/quickdb

Primary LanguagePythonOtherNOASSERTION

QuickDB

Overview

QuickDB is an implementation of distributed database of map-reduce architecture in Python. With this system, users can give mapper and reducer in Python code directly to the system to process data. It also has an interface of SQL.

This system consists of one master node and multiple worker nodes. Data to be processed is distributed and stored in worker nodes. When a processing request occurs, the master node scatter the request to each worker node. Each worker node process the request simultaneously, and the result is collected to the master node.

Installation

Both master process and worker process work in user mode instead of root mode. It is recommended to enable ssh connection from master node to worker node without password for managing worker process. From here we assume that we go through the instruction with user quickdb.

Master node

The following instructions shoud be done on the master node.

  1. Install Python 3

    • We recommend using Anaconda.
    • Python will be installed in /home/quickdb/anaconda3 when using Anaconda.
  2. Check out quickdb

    $ mkdir -p ~/quickdb/python_path
    $ cd ~/quickdb/python_path
    $ git clone git@github.com:michitaro/quickdb.git .
  3. Generate password

    • Worker node receives processing request from master node and performs processing.

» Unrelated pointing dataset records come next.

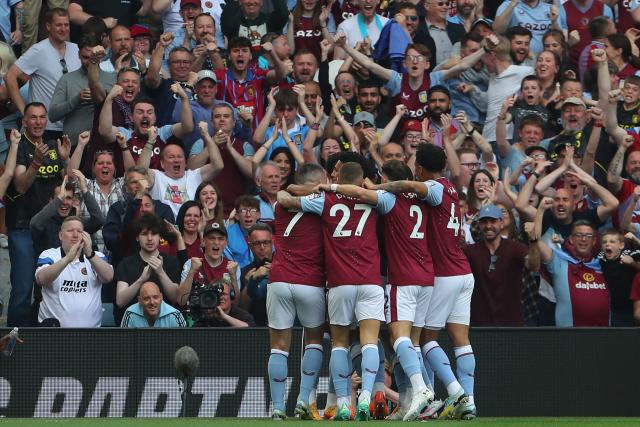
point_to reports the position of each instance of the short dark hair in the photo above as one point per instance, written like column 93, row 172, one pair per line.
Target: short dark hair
column 351, row 173
column 582, row 223
column 431, row 157
column 517, row 31
column 88, row 40
column 56, row 11
column 248, row 201
column 397, row 170
column 34, row 104
column 598, row 27
column 531, row 120
column 309, row 172
column 239, row 42
column 148, row 222
column 474, row 37
column 286, row 98
column 259, row 226
column 183, row 211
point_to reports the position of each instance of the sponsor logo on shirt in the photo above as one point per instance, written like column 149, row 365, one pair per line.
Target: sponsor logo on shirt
column 71, row 286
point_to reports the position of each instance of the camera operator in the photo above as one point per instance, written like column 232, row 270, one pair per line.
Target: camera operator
column 255, row 276
column 212, row 268
column 225, row 314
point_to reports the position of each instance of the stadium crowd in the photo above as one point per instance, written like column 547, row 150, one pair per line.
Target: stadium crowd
column 151, row 147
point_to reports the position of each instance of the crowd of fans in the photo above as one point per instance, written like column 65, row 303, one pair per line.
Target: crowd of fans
column 145, row 143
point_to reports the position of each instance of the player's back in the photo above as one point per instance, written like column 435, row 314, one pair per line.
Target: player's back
column 350, row 241
column 443, row 232
column 405, row 230
column 299, row 251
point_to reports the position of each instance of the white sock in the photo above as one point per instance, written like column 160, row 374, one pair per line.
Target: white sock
column 343, row 400
column 365, row 395
column 453, row 388
column 331, row 399
column 417, row 383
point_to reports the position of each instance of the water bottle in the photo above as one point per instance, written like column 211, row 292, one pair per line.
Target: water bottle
column 11, row 345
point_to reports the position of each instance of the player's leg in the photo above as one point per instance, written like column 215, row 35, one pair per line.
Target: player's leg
column 458, row 330
column 341, row 305
column 310, row 306
column 369, row 311
column 443, row 300
column 281, row 315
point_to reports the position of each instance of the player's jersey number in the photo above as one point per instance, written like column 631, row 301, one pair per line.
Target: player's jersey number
column 417, row 212
column 292, row 223
column 454, row 221
column 340, row 230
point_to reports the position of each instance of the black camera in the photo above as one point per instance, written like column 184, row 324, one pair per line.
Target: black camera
column 204, row 297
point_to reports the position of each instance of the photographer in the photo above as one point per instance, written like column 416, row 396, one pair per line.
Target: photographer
column 212, row 268
column 255, row 276
column 147, row 265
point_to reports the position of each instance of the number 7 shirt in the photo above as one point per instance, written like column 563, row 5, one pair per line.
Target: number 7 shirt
column 350, row 236
column 443, row 229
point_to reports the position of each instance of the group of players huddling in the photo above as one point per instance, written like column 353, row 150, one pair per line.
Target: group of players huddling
column 328, row 239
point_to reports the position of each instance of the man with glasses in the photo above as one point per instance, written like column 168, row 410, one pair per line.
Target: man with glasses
column 43, row 65
column 78, row 92
column 580, row 289
column 497, row 265
column 255, row 276
column 411, row 88
column 247, row 214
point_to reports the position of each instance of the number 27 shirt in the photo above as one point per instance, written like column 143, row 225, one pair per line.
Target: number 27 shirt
column 350, row 236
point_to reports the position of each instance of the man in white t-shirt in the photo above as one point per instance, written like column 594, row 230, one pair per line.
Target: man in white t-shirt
column 365, row 24
column 71, row 277
column 504, row 81
column 44, row 64
column 177, row 185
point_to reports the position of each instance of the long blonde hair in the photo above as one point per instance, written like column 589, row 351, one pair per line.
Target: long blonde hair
column 7, row 58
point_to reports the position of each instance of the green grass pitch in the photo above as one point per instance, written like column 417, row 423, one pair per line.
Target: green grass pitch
column 257, row 422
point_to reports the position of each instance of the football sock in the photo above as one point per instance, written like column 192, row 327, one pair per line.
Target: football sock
column 439, row 362
column 340, row 372
column 465, row 368
column 378, row 385
column 311, row 364
column 277, row 369
column 425, row 369
column 401, row 380
column 370, row 362
column 410, row 363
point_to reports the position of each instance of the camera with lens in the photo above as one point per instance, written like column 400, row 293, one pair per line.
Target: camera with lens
column 204, row 298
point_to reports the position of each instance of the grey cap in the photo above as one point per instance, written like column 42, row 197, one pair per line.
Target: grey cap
column 364, row 116
column 490, row 211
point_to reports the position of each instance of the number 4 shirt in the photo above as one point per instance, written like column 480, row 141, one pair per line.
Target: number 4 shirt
column 443, row 229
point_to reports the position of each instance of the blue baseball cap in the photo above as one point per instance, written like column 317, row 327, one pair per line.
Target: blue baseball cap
column 490, row 211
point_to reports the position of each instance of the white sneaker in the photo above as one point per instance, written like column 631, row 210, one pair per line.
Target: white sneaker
column 432, row 410
column 418, row 403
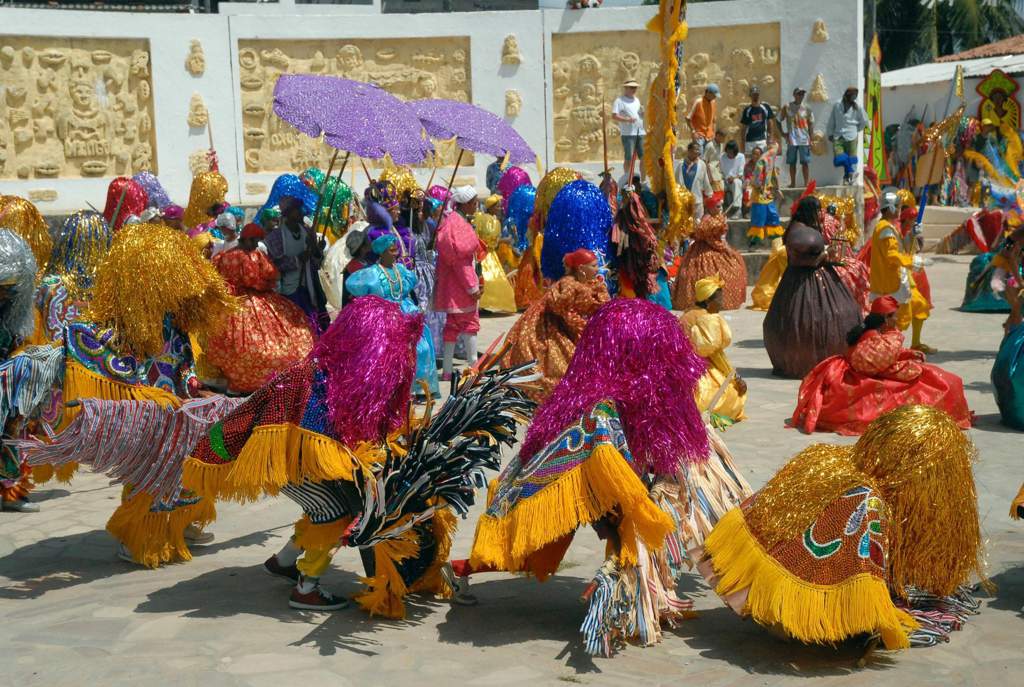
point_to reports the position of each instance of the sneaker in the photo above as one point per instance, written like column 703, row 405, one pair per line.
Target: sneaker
column 460, row 588
column 317, row 599
column 289, row 572
column 198, row 538
column 20, row 506
column 124, row 554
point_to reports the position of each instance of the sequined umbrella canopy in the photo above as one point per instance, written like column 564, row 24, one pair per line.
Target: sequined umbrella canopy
column 473, row 128
column 351, row 116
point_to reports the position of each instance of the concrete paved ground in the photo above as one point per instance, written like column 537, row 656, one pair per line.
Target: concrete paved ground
column 71, row 613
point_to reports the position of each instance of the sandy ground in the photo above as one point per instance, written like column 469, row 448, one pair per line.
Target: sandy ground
column 73, row 614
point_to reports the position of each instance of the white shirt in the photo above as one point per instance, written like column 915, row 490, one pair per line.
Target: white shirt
column 631, row 108
column 733, row 166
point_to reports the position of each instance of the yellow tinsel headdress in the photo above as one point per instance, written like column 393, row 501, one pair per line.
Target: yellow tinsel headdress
column 706, row 288
column 208, row 188
column 24, row 218
column 150, row 272
column 919, row 461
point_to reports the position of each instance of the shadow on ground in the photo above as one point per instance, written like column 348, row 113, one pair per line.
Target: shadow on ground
column 61, row 562
column 721, row 635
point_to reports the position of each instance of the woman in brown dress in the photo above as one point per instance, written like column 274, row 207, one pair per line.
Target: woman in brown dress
column 812, row 309
column 710, row 255
column 547, row 332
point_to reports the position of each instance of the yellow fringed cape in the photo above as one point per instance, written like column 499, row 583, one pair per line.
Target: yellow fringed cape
column 534, row 509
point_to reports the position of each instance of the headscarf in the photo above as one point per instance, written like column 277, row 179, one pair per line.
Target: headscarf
column 706, row 288
column 17, row 270
column 383, row 243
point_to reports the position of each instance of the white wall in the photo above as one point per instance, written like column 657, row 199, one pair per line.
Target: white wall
column 840, row 60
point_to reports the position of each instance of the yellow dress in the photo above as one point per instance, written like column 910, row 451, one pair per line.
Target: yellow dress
column 888, row 263
column 770, row 275
column 498, row 293
column 711, row 336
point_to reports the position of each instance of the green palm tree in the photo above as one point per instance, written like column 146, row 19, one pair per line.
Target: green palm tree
column 912, row 32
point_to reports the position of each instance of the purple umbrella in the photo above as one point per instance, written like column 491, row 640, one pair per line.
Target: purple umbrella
column 352, row 116
column 473, row 128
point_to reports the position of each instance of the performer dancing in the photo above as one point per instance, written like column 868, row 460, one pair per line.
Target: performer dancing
column 269, row 334
column 547, row 332
column 812, row 310
column 844, row 393
column 711, row 335
column 844, row 540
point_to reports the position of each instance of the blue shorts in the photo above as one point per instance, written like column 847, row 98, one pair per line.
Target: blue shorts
column 803, row 151
column 764, row 214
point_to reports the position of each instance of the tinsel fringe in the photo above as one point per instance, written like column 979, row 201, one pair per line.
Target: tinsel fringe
column 814, row 613
column 157, row 538
column 274, row 456
column 603, row 482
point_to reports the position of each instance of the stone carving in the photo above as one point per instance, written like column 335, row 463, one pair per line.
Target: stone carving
column 819, row 92
column 588, row 70
column 198, row 114
column 196, row 61
column 42, row 195
column 513, row 102
column 75, row 108
column 510, row 50
column 819, row 34
column 428, row 68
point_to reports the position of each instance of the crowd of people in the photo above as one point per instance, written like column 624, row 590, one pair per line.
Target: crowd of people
column 303, row 353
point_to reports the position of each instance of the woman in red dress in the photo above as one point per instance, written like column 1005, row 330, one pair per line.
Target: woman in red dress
column 269, row 333
column 844, row 393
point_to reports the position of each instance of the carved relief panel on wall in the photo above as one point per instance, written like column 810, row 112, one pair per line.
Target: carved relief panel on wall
column 75, row 108
column 588, row 69
column 429, row 68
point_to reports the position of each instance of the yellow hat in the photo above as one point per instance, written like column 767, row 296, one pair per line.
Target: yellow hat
column 706, row 288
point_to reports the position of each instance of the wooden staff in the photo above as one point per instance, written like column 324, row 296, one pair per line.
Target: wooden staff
column 456, row 170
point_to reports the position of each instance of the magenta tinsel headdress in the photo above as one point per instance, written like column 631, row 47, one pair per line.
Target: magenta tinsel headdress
column 369, row 355
column 509, row 181
column 635, row 353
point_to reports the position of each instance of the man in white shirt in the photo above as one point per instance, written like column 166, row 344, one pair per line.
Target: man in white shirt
column 733, row 163
column 692, row 173
column 628, row 113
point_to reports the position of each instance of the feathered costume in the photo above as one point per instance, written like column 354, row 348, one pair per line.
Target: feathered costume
column 844, row 540
column 19, row 394
column 133, row 344
column 623, row 414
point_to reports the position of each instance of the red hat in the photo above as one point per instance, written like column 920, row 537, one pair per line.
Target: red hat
column 253, row 230
column 579, row 258
column 884, row 305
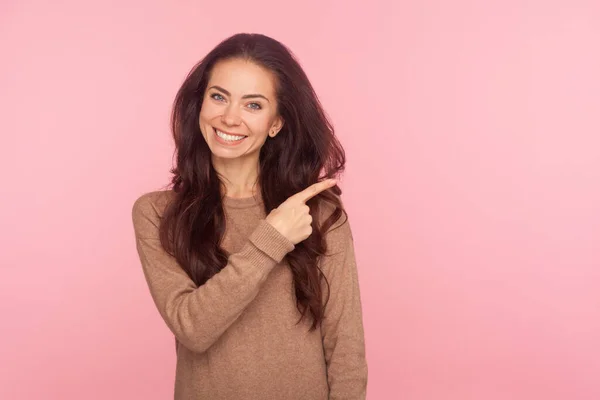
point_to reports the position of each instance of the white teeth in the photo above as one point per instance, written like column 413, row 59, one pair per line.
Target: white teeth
column 228, row 137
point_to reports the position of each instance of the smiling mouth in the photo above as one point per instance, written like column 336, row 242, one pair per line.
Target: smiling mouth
column 229, row 138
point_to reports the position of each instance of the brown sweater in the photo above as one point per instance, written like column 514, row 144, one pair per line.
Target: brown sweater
column 236, row 335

Generate a password to authenticate the master node.
    $ mkdir -p quickdb/datarake/secrets
    $ openssl rand -hex 128 > quickdb/datarake/secrets/password
    $ chmod 600 quickdb/datarake/secrets/password
  4. Make configurations for worker nodes.

    • System configuration is kept in datarake/config.py.
    • Change config.master_addr and config.workers[*] according to your environment.
      • Quickdb's code itself and data to process will be saved in config.workers[*].work_dir.
      $ cp datarake/config.py.sample datarake/config.py
      $ vi datarake/config.py
    • config.py will be transferred to the worker node later.

Worker node

The following instructions shoud be done on each worker node.

  1. Install Python 3

    • We recommend using Anaconda.
    • Python will be installed in /home/quickdb/anaconda3 when using Anaconda.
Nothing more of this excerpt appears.